President urges developed countries: Relocate some factories to Africa

President John Mahama

President John Mahama

PRESIDENT John Mahama has stressed the need to review the role Africa plays in the world production process and urged the developed economies to relocate some of their manufacturing plants on the continent.

He said Africa had for far too long and still, remained the producers of primary commodities to the developed economies, a situation that was creating unemployment and forcing the youth of the continent to migrate to Europe under perilous conditions in search of greener pastures.

President Mahama was addressing third interactive dialogue of the plenary high-level summit for the adoption of the Sustainable Development Goals (SDGs) in New York last Saturday.

The SDGs are the new set of global development objectives adopted by the United Nations (UN), which is a sequel to the Millennium Development Goals adopted in the September 2000, and rallied the world around a common 15-year agenda to tackle poverty.

The new 17 SDGs are part of the 2030 agenda for Sustainable Development which aim at wiping out extreme poverty, fighting inequality and tackling climate change over the next 17 years.

In his address, President Mahama noted that the path to sustainable development for Ghana in particular and Africa, as whole, had been a difficult one.

That, he argued, was because the continent continued to remain the producers of primary commodities, while secondary and tertiary processing was done in the developed world and finished good back to the continent.

“If the teeming youth of Africa must find jobs at home and stop attempting to cross the Mediterranean to enter the greener pastures of Europe, then we must review the role Africa plays in world production.

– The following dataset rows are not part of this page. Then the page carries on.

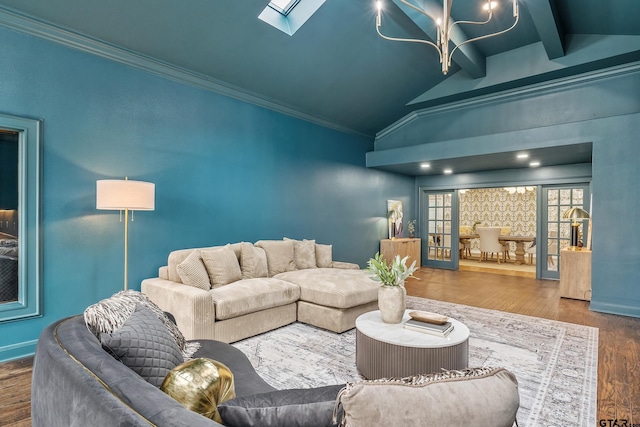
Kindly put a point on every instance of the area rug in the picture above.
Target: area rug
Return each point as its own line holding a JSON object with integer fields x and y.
{"x": 555, "y": 362}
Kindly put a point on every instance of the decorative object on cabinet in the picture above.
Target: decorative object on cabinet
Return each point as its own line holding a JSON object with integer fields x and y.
{"x": 575, "y": 274}
{"x": 402, "y": 247}
{"x": 394, "y": 216}
{"x": 411, "y": 226}
{"x": 576, "y": 215}
{"x": 125, "y": 195}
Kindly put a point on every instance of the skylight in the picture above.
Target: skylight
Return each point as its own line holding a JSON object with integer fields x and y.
{"x": 283, "y": 6}
{"x": 289, "y": 15}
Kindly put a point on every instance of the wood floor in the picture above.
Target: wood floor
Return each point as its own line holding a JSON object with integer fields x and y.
{"x": 618, "y": 348}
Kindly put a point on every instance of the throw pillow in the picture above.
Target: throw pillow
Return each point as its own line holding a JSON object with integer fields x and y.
{"x": 200, "y": 385}
{"x": 192, "y": 271}
{"x": 481, "y": 396}
{"x": 304, "y": 253}
{"x": 280, "y": 255}
{"x": 222, "y": 265}
{"x": 108, "y": 315}
{"x": 254, "y": 261}
{"x": 301, "y": 407}
{"x": 144, "y": 345}
{"x": 324, "y": 256}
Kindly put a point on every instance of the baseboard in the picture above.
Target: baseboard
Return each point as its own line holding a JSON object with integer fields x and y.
{"x": 18, "y": 351}
{"x": 611, "y": 308}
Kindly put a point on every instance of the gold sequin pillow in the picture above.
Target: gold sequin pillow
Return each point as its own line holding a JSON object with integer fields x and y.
{"x": 200, "y": 385}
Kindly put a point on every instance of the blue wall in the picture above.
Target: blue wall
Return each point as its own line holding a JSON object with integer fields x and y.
{"x": 601, "y": 108}
{"x": 225, "y": 171}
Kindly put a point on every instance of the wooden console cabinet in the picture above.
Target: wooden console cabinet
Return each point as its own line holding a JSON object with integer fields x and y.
{"x": 575, "y": 274}
{"x": 389, "y": 248}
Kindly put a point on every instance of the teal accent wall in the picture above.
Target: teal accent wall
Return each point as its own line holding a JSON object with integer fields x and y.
{"x": 225, "y": 171}
{"x": 601, "y": 108}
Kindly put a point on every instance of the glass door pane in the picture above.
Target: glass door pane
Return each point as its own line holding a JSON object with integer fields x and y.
{"x": 557, "y": 230}
{"x": 440, "y": 248}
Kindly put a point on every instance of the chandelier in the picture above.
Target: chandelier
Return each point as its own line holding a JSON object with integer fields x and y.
{"x": 444, "y": 26}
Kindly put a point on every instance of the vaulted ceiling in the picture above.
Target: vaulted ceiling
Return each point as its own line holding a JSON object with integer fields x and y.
{"x": 335, "y": 69}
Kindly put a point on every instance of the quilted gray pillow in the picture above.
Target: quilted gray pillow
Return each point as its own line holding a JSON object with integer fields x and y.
{"x": 294, "y": 407}
{"x": 144, "y": 345}
{"x": 108, "y": 315}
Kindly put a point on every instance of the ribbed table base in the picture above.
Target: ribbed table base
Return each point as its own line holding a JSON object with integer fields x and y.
{"x": 377, "y": 359}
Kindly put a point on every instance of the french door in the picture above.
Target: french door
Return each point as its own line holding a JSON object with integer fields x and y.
{"x": 556, "y": 231}
{"x": 439, "y": 218}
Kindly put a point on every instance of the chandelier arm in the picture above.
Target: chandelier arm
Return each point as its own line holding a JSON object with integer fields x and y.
{"x": 486, "y": 36}
{"x": 396, "y": 39}
{"x": 470, "y": 23}
{"x": 416, "y": 8}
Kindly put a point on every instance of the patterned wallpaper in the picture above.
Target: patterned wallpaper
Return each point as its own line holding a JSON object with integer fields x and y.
{"x": 499, "y": 207}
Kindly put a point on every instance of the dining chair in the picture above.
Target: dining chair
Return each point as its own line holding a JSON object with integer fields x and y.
{"x": 505, "y": 231}
{"x": 489, "y": 243}
{"x": 465, "y": 244}
{"x": 531, "y": 251}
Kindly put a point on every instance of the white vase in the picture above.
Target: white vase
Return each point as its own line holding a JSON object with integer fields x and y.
{"x": 392, "y": 303}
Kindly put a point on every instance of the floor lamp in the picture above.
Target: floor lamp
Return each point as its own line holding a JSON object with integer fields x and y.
{"x": 125, "y": 195}
{"x": 575, "y": 215}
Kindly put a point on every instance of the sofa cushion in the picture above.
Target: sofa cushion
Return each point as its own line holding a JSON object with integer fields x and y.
{"x": 144, "y": 345}
{"x": 479, "y": 397}
{"x": 280, "y": 255}
{"x": 301, "y": 407}
{"x": 324, "y": 256}
{"x": 304, "y": 253}
{"x": 109, "y": 314}
{"x": 253, "y": 261}
{"x": 192, "y": 271}
{"x": 222, "y": 265}
{"x": 179, "y": 255}
{"x": 200, "y": 385}
{"x": 332, "y": 287}
{"x": 251, "y": 295}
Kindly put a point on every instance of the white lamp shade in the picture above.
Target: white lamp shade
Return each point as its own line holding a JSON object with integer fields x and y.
{"x": 118, "y": 194}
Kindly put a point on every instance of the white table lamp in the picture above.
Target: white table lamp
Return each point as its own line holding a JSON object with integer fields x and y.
{"x": 125, "y": 195}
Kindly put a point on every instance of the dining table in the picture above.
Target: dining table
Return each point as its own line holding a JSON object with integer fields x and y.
{"x": 519, "y": 240}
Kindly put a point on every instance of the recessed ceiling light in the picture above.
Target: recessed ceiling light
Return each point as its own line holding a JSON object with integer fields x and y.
{"x": 493, "y": 5}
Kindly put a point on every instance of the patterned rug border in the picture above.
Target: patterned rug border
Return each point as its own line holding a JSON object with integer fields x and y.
{"x": 555, "y": 362}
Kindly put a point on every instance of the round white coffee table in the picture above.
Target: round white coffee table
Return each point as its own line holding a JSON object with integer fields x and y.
{"x": 386, "y": 350}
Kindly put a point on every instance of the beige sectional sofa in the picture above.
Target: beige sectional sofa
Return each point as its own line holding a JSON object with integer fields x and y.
{"x": 232, "y": 292}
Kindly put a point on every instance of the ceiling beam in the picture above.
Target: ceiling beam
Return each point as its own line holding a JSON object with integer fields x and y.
{"x": 547, "y": 21}
{"x": 467, "y": 56}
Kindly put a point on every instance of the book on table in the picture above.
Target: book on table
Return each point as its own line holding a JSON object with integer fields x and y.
{"x": 429, "y": 328}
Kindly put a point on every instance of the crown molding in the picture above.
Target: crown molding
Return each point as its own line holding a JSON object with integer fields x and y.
{"x": 15, "y": 20}
{"x": 522, "y": 92}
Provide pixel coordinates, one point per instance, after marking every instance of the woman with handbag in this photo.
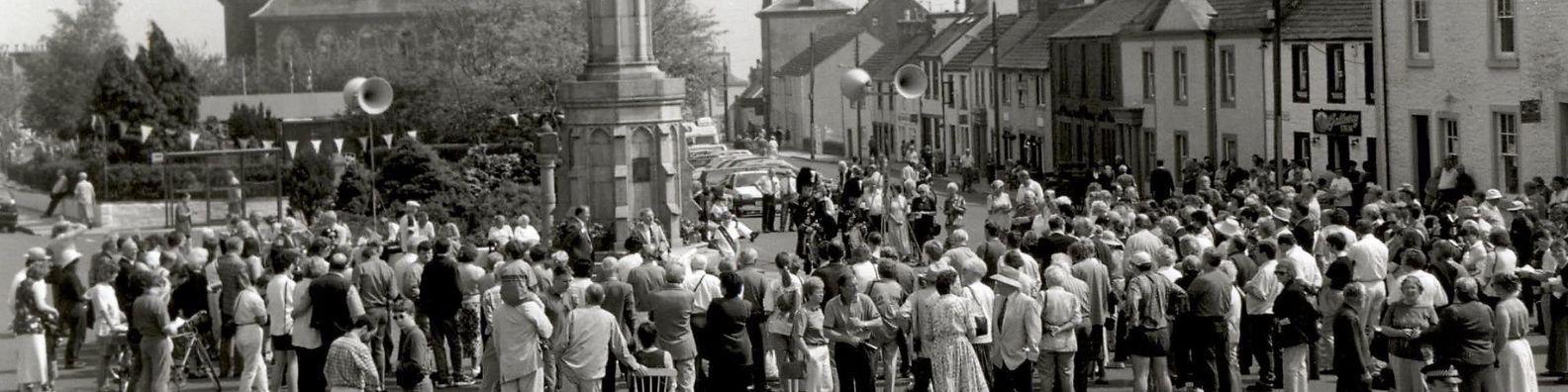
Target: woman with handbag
(32, 317)
(811, 343)
(1402, 322)
(953, 362)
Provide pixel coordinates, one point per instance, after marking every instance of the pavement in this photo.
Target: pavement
(767, 244)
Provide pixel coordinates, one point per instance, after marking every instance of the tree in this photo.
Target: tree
(353, 188)
(58, 101)
(413, 171)
(121, 93)
(246, 121)
(311, 187)
(169, 78)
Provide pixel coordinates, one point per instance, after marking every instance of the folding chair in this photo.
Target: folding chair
(654, 380)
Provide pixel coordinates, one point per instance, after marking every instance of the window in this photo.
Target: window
(1302, 74)
(963, 91)
(1503, 29)
(1082, 69)
(1179, 71)
(1108, 74)
(1368, 72)
(1509, 149)
(1450, 137)
(1228, 75)
(1421, 29)
(947, 91)
(1229, 147)
(1006, 86)
(1148, 74)
(1062, 69)
(1336, 72)
(1039, 90)
(1023, 88)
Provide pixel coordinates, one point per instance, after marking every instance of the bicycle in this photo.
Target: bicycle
(190, 339)
(121, 364)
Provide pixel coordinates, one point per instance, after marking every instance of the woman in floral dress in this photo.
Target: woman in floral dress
(947, 330)
(30, 311)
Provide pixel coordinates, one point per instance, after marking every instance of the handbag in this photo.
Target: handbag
(792, 370)
(982, 327)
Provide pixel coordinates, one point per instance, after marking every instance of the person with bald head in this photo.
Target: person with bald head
(580, 346)
(521, 327)
(670, 311)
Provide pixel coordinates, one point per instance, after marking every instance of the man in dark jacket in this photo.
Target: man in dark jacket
(730, 348)
(440, 295)
(1463, 338)
(1160, 182)
(1352, 354)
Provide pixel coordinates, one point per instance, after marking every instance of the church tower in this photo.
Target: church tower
(239, 30)
(623, 143)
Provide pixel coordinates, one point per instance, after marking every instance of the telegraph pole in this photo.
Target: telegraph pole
(1278, 118)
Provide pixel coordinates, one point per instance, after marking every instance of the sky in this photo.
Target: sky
(201, 22)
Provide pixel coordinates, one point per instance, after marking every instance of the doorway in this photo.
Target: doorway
(1421, 128)
(1304, 147)
(1337, 152)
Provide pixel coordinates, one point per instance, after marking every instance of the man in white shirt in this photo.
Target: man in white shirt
(1258, 319)
(524, 233)
(1369, 270)
(768, 187)
(502, 233)
(703, 286)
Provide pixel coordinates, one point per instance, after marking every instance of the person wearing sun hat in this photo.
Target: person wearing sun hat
(1490, 209)
(1017, 339)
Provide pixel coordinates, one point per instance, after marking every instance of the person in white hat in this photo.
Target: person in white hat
(1490, 211)
(1018, 335)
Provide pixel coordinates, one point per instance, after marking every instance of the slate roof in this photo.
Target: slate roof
(889, 58)
(979, 45)
(1106, 19)
(1010, 38)
(1239, 15)
(816, 53)
(1033, 52)
(794, 7)
(1328, 19)
(950, 35)
(317, 8)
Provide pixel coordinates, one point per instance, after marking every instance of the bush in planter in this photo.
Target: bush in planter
(311, 185)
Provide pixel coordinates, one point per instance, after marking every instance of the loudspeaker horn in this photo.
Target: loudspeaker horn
(370, 94)
(910, 82)
(855, 83)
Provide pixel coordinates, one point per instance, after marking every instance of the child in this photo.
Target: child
(413, 356)
(649, 354)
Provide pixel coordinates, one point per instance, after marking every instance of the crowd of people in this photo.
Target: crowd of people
(1197, 278)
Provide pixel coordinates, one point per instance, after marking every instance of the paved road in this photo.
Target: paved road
(767, 245)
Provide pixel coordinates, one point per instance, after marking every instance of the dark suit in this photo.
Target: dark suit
(730, 343)
(620, 303)
(1352, 353)
(1162, 184)
(1465, 339)
(754, 286)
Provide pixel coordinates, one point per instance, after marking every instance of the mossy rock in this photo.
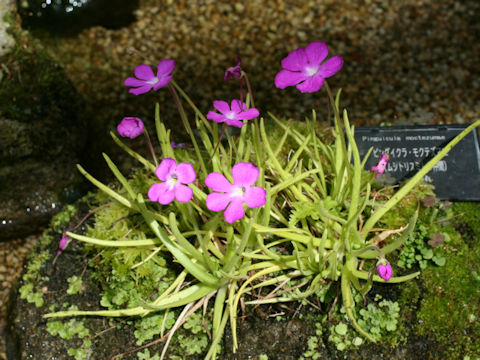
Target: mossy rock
(43, 136)
(437, 318)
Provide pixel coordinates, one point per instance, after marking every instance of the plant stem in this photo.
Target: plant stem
(150, 146)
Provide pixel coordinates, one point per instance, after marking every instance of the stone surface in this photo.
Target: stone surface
(62, 18)
(27, 337)
(43, 136)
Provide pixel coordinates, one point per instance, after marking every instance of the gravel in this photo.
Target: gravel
(411, 61)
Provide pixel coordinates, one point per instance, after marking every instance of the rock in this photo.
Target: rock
(42, 137)
(258, 333)
(68, 18)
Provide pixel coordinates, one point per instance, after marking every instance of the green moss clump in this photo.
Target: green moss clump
(70, 329)
(33, 280)
(452, 292)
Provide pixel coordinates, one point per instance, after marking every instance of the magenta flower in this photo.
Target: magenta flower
(234, 71)
(232, 115)
(175, 145)
(130, 127)
(234, 195)
(304, 68)
(175, 177)
(145, 79)
(64, 241)
(382, 164)
(384, 270)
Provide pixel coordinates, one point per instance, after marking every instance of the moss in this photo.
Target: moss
(452, 292)
(73, 329)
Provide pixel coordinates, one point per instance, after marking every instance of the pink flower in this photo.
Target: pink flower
(234, 195)
(175, 145)
(384, 271)
(304, 68)
(382, 164)
(147, 80)
(234, 71)
(175, 177)
(64, 241)
(232, 115)
(130, 127)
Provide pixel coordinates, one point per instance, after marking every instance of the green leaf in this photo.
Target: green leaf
(341, 329)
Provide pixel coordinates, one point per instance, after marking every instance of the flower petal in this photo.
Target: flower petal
(234, 211)
(234, 122)
(144, 72)
(141, 90)
(295, 61)
(248, 114)
(221, 106)
(133, 82)
(218, 201)
(331, 66)
(214, 116)
(166, 167)
(162, 82)
(185, 173)
(183, 193)
(162, 193)
(130, 127)
(255, 196)
(288, 78)
(316, 51)
(244, 174)
(311, 84)
(238, 106)
(165, 67)
(218, 182)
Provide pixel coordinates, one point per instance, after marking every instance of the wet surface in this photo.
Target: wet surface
(64, 18)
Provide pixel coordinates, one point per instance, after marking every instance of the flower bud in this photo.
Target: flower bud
(130, 127)
(384, 271)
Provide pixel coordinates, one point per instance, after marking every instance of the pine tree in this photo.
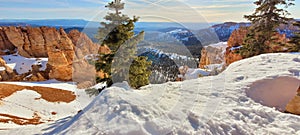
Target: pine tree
(265, 21)
(139, 72)
(118, 28)
(124, 57)
(295, 40)
(117, 33)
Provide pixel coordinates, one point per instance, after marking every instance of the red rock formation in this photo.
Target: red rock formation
(66, 52)
(235, 40)
(211, 55)
(6, 73)
(294, 105)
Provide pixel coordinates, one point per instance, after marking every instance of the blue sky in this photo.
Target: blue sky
(148, 10)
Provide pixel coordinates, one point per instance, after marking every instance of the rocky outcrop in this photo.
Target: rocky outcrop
(66, 52)
(234, 42)
(6, 73)
(212, 54)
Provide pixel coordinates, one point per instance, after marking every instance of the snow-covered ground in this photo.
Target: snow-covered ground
(22, 64)
(27, 102)
(208, 105)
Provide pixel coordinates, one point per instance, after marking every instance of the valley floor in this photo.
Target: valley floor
(209, 105)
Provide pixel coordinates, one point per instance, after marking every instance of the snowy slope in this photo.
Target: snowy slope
(27, 102)
(208, 105)
(22, 64)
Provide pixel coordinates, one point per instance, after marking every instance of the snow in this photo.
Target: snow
(192, 73)
(24, 104)
(2, 68)
(274, 92)
(208, 105)
(22, 64)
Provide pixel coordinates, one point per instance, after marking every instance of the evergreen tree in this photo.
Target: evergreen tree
(295, 40)
(117, 33)
(139, 72)
(124, 57)
(265, 21)
(118, 27)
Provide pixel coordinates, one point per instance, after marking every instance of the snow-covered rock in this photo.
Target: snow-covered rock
(208, 105)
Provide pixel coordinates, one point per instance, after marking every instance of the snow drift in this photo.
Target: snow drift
(275, 92)
(208, 105)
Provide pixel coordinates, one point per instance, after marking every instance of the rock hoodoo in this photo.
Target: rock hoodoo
(66, 53)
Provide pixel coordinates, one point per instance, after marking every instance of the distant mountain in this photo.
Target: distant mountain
(52, 22)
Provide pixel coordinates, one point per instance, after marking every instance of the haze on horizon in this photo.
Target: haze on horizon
(148, 10)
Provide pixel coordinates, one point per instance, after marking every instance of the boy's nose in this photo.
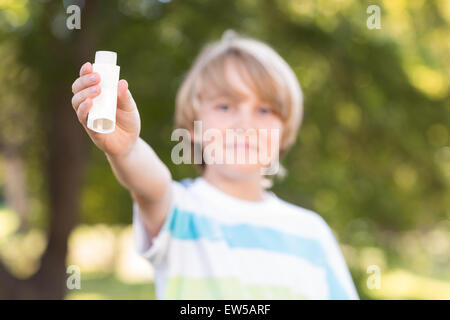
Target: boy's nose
(244, 118)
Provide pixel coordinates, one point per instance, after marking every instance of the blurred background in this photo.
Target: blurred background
(372, 156)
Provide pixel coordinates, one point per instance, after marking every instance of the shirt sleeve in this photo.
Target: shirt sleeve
(341, 283)
(155, 248)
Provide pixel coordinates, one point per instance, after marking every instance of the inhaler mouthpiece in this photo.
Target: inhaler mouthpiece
(102, 116)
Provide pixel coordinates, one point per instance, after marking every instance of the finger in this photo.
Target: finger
(79, 97)
(125, 100)
(85, 69)
(85, 81)
(83, 111)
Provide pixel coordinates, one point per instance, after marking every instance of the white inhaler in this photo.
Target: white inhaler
(102, 116)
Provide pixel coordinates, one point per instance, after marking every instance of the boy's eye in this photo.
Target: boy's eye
(265, 110)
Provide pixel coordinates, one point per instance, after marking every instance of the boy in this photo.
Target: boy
(222, 235)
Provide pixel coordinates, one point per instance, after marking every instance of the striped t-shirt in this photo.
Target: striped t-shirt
(215, 246)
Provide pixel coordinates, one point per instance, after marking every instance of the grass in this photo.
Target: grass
(98, 286)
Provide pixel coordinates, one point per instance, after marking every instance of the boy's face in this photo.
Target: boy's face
(252, 122)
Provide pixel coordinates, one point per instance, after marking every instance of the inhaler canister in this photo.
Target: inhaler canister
(102, 116)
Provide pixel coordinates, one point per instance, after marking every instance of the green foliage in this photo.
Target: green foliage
(372, 156)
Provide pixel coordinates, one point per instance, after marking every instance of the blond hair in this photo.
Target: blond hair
(269, 76)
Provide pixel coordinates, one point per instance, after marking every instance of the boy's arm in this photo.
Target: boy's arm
(148, 180)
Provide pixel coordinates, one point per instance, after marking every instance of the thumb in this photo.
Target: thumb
(124, 99)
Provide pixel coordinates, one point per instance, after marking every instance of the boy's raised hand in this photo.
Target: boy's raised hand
(123, 138)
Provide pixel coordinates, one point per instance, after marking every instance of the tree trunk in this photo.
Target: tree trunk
(66, 164)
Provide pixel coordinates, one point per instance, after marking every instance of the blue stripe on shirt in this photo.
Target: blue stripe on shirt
(186, 225)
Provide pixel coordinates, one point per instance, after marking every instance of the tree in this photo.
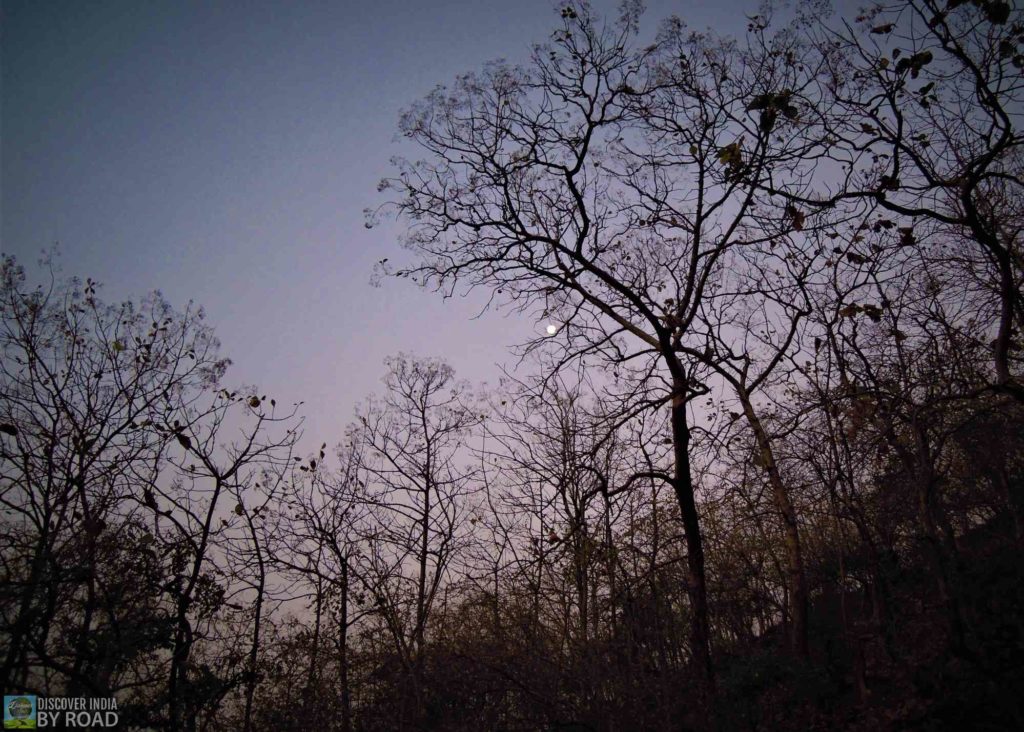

A significant portion of processing and value addition must relocate the continent,” President Mahama said.

He assured that Ghana would continue to aggressively and with dynamism implement the country’s development agenda within the framework of the SDGs in order to build a life of dignity that ensures no one was left behind.

Through the implementation of the Agenda for Transformation, developed by the National Development Commission, he said, the government aimed to diversify production and exports, be more competitive on international markets, increase productivity of all resource inputs and upgrade technologies in order to make the much anticipated leap out of poverty.

On energy, President Mahama said the country was currently implementing load shedding because the country’s current energy consumption exceeded supply.

He said the energy constraint remained a challenge to attaining the country’s development goals.

President Mahama said his government was implementing policies and projects to address the energy crisis.

“We have put in place a programme to introduce emergency generation into the transmission system, but are mindful to ensure that we use as much clean energy sources as possible to the benefit of our current and future generations,” he said.

On agriculture, he said, the green revolution had never really taken off in Africa, yet the continent had the greatest proportion of the world’s arable lands.

“With improved seeds, fertilizers, appropriate technology, and agricultural extension advice, we would not only increase agricultural productivity in Africa, but we would also provide jobs for the growing population of young people,” he said.

Touching on the SDGs, President Mahama described the new Sustainable Development Goals (SDGs) as the most ambitious, transformational development ever attempted in the history of the UN, saying all the 17 goals should be seriously implemented.

“On behalf of the government and people of Ghana, I pledge our support and commitment to working towards achieving the SDGs and look forward to working with other regional and global partners to make them a reality,” President Mahama assured.